Figure 4: Structure and training of one-shot object detection

The directory of the COCO dataset comprises a dataset for training and a dataset for testing. Each dataset consisted of an image and label. A label is a text file that includes the class number for each image and the x and y coordinates of the center point, width w, and height h. In this work, the algorithm learns new actions based on the criteria and freshly designates the class number for each action. The current COCO dataset saves the class numbers for categories 0–79. Thus, the class numbers and poses after 80 are added. Therefore, it is necessary to change the class number 0 entered as the actual ‘person’ of the COCO dataset to the class number for a related action. Table 1 lists the final classified actions.


In Table 1, the class represents the class index of the actual COCO dataset, and pose refers to the name of a classified pose. Posture refers to the detailed definition of a classified pose that expresses the shape of the human body that appears in an image.
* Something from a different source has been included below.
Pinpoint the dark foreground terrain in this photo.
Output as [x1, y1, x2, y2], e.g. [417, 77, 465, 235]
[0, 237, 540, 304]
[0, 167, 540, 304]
Mainly, an unknown pose is used to maintain the continuity of the action pattern. A posed image consisting of undefined actions is classified as an Unknown pose.

A total of 18,835 images are used for the training. In the case of ambiguous actions accounting for over 70% of all data, only 4,000 images are used to solve the data imbalance, and 14,835 actions classified based on objective criteria are used. The running and punching pose data that lack training is additionally collected for training through crawling. In a frame with an ambiguous pose, even if an action fails to be recognized, the object of the pose must be recognized as a ‘person.’ Therefore, an unknown class number, 0, is also used for training. It required 9.418 h to learn, and the epoch size is 200.

3.3 Tracking and Action Vector Extraction of Objects for Continuous Action Detection

In general, CCTV images. Multiple people move with different actions. Tracking each person and analyzing their changes is necessary to classify continuous actions. DeepSORT is used for the object identity of each frame. DeepSORT applies the Re-IDentification (ReID) model to solve the problems of conventional SORT, such as object occlusion and ID switching. In addition, matching cascade logic is added to traditional SORT for more accurate tracking. Fig. 5 shows the basic process of DeepSORT.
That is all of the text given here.